I can’t speak to the results of the investigations, but I can tell you that—based on the little I know about law enforcement—it seems very likely that many of the investigations either turned up no wrongdoing, or unintentional failure, or instances of plain bad judgement than anything else.

Even if we assume some level of officer misconduct in every reported case, that still amounts to less than a two percent “misconduct rate” among “people in blue.”

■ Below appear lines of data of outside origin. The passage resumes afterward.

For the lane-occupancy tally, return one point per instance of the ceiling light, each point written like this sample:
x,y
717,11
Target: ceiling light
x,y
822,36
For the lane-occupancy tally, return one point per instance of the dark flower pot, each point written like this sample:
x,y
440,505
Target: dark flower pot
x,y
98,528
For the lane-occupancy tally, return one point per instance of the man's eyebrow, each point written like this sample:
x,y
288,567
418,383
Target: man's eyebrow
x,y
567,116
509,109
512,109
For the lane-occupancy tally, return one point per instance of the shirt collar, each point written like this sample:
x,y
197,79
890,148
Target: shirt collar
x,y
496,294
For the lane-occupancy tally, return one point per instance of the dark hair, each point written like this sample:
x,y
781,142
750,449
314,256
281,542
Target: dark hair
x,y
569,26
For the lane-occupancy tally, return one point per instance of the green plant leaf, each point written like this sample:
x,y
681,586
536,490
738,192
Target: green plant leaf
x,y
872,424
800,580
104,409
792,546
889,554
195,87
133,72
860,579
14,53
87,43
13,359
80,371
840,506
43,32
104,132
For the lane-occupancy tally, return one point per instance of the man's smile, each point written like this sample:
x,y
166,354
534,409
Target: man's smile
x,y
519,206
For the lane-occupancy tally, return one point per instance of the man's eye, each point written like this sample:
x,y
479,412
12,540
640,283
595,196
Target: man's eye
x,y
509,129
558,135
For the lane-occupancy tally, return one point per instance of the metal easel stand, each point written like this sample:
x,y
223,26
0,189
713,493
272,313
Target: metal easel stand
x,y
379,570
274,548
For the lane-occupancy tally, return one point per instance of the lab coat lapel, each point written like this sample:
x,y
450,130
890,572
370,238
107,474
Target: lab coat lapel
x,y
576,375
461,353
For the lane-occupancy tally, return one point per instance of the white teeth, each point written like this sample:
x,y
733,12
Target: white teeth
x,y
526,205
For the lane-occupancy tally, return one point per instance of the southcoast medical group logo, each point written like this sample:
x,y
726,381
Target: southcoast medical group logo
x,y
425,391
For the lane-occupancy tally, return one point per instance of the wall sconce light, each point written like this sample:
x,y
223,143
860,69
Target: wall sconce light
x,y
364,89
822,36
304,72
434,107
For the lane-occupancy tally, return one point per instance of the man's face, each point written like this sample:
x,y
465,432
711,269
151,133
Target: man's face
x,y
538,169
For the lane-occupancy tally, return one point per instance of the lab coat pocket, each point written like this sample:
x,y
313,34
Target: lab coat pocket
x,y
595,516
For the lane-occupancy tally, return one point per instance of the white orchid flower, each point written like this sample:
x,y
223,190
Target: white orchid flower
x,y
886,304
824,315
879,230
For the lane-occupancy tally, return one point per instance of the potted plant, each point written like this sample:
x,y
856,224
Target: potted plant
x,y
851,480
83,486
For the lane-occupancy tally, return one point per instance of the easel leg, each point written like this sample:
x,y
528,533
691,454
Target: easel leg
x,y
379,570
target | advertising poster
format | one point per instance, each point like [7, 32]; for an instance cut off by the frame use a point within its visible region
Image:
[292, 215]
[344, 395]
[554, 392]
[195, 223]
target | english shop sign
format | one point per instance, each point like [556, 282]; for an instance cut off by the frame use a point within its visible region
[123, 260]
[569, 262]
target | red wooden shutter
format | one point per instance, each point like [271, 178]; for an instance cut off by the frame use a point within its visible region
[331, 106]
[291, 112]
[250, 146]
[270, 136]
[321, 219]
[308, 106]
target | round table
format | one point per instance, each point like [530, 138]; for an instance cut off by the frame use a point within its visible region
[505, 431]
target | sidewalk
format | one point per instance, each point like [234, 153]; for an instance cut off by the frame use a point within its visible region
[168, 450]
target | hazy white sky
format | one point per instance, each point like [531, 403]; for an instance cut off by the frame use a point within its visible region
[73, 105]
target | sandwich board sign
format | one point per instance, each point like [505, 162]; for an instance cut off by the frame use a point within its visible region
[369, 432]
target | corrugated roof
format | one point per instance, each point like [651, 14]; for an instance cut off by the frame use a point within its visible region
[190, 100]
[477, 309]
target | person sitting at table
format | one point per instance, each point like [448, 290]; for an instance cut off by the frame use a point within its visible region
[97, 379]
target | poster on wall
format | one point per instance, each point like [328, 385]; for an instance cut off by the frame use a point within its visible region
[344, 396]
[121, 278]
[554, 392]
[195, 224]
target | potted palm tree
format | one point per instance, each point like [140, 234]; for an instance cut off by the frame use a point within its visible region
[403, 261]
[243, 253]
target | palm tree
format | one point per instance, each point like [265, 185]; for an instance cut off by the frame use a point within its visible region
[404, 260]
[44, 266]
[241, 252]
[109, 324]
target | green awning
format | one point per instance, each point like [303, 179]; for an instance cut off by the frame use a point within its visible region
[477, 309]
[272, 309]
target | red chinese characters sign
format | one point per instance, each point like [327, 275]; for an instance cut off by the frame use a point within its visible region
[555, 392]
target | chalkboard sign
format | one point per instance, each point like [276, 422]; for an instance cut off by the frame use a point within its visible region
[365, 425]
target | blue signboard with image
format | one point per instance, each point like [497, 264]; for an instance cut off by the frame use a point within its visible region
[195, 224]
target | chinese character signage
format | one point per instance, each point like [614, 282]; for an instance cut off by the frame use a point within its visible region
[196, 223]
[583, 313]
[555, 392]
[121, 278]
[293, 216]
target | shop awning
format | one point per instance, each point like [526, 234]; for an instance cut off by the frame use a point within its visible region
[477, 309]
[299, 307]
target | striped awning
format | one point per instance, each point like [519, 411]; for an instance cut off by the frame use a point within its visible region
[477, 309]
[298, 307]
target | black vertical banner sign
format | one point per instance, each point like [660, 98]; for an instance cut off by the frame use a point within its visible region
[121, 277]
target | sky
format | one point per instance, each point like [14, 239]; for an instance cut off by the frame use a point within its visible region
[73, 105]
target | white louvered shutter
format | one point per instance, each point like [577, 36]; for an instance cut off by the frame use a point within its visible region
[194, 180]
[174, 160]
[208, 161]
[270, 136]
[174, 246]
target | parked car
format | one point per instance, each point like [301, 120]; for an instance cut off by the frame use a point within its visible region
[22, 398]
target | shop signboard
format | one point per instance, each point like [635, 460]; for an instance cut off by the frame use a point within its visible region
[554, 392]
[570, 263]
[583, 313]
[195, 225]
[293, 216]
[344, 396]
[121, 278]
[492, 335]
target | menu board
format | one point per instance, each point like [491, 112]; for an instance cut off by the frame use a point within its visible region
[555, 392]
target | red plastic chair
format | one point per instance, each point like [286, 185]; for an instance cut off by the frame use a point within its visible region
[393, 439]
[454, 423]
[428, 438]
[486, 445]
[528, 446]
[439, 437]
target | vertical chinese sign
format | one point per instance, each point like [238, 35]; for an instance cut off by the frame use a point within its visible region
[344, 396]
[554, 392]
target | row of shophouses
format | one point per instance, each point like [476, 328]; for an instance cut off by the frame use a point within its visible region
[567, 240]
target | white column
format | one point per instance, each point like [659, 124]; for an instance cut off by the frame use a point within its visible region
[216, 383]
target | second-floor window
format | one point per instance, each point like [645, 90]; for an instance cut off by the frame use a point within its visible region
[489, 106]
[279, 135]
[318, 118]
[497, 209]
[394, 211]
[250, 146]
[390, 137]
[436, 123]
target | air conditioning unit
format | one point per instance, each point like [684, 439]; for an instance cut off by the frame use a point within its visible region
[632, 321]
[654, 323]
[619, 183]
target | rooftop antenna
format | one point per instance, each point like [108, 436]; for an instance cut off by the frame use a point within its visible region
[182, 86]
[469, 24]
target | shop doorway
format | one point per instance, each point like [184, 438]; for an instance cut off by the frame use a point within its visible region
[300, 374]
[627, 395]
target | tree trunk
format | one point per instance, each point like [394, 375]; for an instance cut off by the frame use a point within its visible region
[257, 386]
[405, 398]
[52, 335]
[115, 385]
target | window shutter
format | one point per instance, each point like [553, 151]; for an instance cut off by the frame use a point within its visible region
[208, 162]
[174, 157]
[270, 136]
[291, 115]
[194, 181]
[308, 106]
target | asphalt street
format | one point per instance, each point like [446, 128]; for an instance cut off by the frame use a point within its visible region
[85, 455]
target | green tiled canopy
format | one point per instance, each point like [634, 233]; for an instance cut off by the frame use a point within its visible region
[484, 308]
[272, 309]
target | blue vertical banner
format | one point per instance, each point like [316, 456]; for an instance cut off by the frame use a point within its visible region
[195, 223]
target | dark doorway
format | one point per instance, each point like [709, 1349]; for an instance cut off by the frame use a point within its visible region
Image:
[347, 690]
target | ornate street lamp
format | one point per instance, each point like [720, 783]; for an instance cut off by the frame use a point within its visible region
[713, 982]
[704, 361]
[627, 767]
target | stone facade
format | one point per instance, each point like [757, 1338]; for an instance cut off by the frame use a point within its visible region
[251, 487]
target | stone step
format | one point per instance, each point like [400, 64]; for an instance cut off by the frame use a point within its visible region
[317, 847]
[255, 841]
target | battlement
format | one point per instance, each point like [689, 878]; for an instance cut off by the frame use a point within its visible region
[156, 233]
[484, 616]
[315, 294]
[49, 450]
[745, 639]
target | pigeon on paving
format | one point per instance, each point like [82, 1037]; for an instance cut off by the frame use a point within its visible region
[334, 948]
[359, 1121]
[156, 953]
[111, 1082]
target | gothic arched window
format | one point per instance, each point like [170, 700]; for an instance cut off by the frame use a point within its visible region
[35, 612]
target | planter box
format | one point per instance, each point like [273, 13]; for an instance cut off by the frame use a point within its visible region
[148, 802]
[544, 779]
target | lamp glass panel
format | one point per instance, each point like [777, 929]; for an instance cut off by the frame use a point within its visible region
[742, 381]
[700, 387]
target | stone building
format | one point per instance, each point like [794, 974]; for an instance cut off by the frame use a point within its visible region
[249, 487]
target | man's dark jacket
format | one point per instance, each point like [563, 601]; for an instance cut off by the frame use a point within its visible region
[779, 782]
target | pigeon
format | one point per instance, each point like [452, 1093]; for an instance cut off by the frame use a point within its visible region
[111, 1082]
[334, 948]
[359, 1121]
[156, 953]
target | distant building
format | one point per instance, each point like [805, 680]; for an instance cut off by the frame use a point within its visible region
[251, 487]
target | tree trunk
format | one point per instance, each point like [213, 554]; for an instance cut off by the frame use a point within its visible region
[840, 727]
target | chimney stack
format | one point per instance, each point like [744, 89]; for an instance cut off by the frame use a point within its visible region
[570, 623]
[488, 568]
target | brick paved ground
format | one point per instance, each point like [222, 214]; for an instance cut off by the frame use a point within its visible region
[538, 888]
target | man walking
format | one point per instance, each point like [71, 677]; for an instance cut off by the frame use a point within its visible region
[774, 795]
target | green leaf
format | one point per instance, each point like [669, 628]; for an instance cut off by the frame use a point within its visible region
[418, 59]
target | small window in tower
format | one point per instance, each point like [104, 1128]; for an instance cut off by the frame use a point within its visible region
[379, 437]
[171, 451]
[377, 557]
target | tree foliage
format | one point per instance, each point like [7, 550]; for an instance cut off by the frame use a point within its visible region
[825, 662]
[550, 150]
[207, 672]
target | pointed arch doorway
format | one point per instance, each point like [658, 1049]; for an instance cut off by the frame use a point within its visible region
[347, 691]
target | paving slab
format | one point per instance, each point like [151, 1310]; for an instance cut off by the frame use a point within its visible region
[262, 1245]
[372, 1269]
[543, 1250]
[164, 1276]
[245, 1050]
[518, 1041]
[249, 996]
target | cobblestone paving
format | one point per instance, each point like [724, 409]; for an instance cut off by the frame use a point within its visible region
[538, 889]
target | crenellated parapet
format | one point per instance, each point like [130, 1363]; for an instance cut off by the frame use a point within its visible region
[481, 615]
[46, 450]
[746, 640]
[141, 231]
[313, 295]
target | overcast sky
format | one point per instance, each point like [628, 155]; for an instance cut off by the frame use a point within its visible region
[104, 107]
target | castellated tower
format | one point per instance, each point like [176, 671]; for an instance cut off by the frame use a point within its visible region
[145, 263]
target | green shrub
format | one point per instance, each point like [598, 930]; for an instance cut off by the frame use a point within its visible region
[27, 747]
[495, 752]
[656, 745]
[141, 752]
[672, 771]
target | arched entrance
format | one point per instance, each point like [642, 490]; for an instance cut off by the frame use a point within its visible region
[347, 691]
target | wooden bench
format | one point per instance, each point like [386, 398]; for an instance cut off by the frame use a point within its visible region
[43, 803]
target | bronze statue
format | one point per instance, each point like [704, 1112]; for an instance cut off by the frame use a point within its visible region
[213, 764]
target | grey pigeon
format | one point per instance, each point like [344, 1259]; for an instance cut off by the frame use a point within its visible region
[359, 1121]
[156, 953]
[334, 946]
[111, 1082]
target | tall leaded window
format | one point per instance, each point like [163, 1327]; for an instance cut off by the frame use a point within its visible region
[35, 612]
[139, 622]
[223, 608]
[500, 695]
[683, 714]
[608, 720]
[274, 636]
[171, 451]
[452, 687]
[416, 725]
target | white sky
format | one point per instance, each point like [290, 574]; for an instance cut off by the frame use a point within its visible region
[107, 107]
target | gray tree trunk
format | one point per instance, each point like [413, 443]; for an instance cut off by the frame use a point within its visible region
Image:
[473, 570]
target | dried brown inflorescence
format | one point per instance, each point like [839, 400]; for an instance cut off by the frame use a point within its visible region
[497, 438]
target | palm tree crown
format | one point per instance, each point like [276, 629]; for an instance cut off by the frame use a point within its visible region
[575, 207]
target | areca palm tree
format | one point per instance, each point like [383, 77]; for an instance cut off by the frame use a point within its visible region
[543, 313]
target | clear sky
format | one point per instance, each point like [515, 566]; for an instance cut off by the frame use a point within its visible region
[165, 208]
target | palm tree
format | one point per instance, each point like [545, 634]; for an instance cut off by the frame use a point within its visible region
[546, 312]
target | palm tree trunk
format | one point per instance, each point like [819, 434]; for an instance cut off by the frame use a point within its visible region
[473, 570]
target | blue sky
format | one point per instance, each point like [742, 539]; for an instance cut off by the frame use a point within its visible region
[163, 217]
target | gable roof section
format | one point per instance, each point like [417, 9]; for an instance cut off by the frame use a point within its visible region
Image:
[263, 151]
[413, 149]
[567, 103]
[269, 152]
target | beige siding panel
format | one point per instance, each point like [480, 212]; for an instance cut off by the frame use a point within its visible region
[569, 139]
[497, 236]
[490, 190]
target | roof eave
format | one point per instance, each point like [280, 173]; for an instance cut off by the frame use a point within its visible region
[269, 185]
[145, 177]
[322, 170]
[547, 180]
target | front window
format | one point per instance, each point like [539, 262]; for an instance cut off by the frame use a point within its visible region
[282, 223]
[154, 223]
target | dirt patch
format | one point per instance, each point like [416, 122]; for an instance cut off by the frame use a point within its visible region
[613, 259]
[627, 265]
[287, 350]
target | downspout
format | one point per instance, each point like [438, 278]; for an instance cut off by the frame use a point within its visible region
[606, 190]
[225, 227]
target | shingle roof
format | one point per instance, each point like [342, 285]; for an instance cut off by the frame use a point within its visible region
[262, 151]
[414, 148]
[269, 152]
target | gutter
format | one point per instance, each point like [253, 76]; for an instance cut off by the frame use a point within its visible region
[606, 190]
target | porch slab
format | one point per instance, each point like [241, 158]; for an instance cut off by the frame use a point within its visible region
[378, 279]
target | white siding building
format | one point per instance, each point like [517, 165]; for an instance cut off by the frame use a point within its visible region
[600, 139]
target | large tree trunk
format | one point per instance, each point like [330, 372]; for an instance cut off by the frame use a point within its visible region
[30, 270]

Considering the propensity of many departments (and other entities) to require such investigations any time any kind of incident of substance occurs (signs of misconduct or no), you can be assured that it’s highly likely, the number of cases that bring back any bad result, is less than a quarter. DISCLAIMER, I do not know this to be true, this is a guess on my part. If you don’t trust what I’m saying (and it wouldn’t bother me in the least if you didn’t), do some research and by all means, tell me what you find.

Assuming my guess to be accurate, that would mean an average of 2,125 cases of misconduct of any kind yearly (again in seven hundred thousand in law enforcement uniforms). What makes this even more amazing is that the number of interactions between police and non-law-enforcement is likely in the millions annually. This makes the chances for some sort of misconduct absolutely huge.

Let me make a couple more points, then I’ll leave you to your thoughts.

To begin with, “misconduct” is an intentionally broad term. An officer may have decided a young lady was “cute” and asked her for her number—yes that is misconduct if he’s in uniform and “pursuing justice.” As a former member of the U.S. Air Force, we had a “regulation” (AFR 30-30 “Standards of Conduct”) that outlined many cases of how we were to behave (and how not). For me, taking any kind of gift from a contractor was an infraction, worthy of disciplinary action. This was so strictly enforced, that some contractor left “Christmas gifts” on my desk and more than thirty years later, I have no idea who it was (I never used, nor even really accepted the gifts).

My second point is this, even if all instances of potential (read here “unproven”) misconduct were race of sex based, the number would be pretty small (obviously, we would love it to be zero, but this is not a perfect world). Considering we have no idea actually involved folks of other groups that are considered “targeted” these days, we cannot answer percentages (we can almost certainly say they were not all “racially or sexually motivated”).

So you still think we have “systemic issues” with Police misconduct (much less brutality)? You may be part of the problem! Don’t believe me? Prove me wrong! One warning though; don’t count on my not looking into what you say. Based on the “abuse of power” demonstrated by the “press” and others, you can count on my taking the time to look into things and respond.

As usual, thanks for reading, and may your time be good.